Weird Science: The Brighton Player Machine

Weird Science: The Brighton Player Machine

Staff are sworn to secrecy on pain of death. Scouts are dispatched with cyanide pills embedded in their teeth. Fans whisper fearfully of a bunker deep beneath the Amex. Inexplicable surges and power cuts plague the homes near the stadium. Trucks brimming with fashion display mannequins have been spotted entering the ground in the small hours of the morning.

So what is the secret to Brighton & Hove Albion’s constant regeneration? It must be obvious by now – Brighton have a machine for infusing humanoid dolls with abilities from database management grindfest, Football Manager.
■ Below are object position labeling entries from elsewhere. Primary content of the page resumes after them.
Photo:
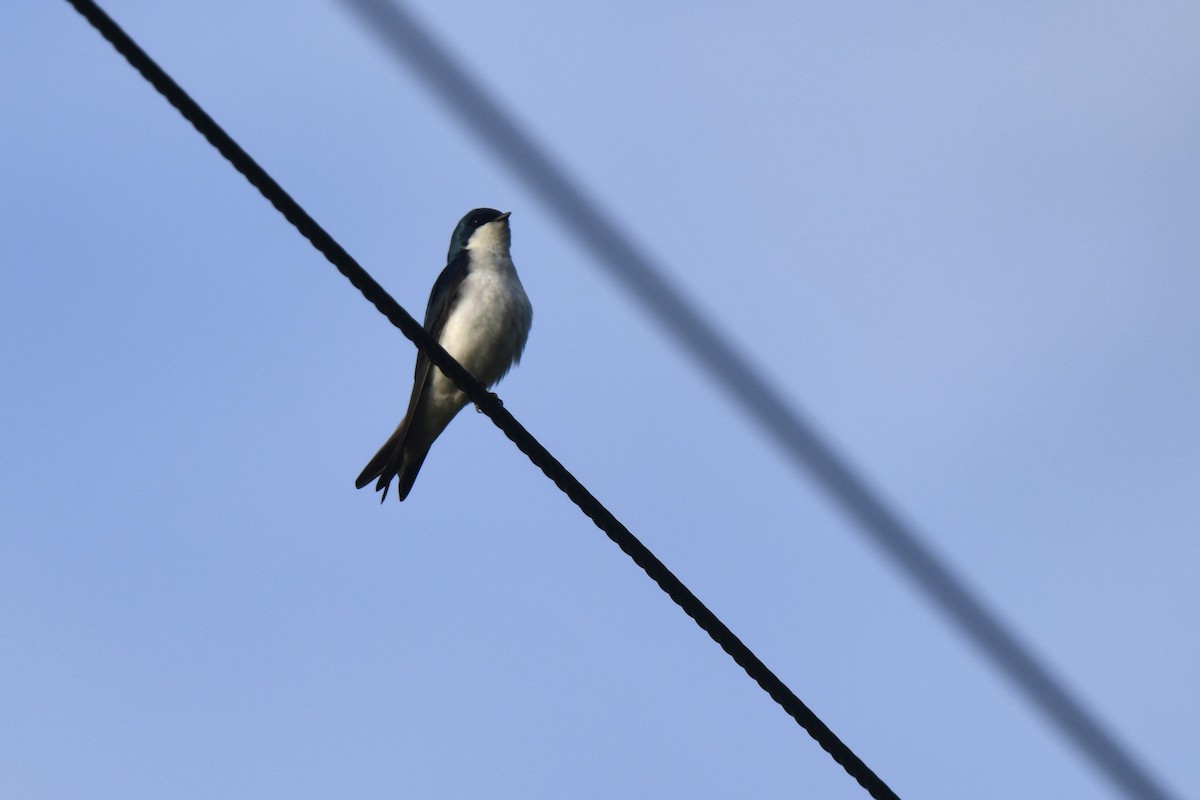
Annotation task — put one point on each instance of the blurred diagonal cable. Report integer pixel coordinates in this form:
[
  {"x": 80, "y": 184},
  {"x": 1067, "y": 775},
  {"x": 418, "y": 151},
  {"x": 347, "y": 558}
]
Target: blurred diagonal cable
[
  {"x": 484, "y": 400},
  {"x": 751, "y": 389}
]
Brighton owner Tony Bloom lurks in his underground lab poring over the stats of newly generated players in the so-called game, choosing a few players each season to make real. 
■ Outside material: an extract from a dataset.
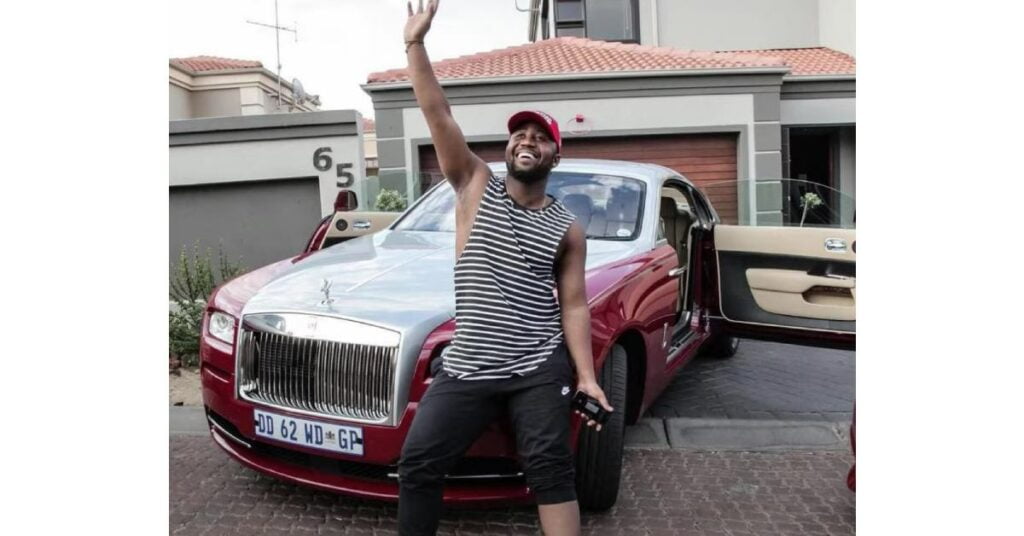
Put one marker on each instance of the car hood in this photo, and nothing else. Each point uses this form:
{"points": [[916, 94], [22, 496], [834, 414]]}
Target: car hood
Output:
{"points": [[392, 279]]}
At first the machine only worked for the Championship, which explains the mystery of Neal Maupay, but now it’s calibrated to the Premier League, and footballers like Ferguson and Mitoma can be generated for peanuts.
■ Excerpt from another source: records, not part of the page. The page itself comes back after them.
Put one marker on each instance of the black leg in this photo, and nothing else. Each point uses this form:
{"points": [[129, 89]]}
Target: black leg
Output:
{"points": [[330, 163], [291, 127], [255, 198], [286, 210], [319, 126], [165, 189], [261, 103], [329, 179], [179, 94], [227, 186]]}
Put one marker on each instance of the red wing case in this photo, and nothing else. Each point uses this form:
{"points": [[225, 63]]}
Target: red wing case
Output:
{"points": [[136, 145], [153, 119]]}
After years of failed experiments with different vessels, Bloom has settled on crash test dummies. Although obviously injury prone, the dummies have the benefit of being easily repairable – a fact that hasn’t been passed on to Chelsea. There have been other successes though, with player bodies ranging from Sideshow Bob plushies, inflatable car dealership tube boys, Trolls™, cockless Kens™ and even deflated sex dolls.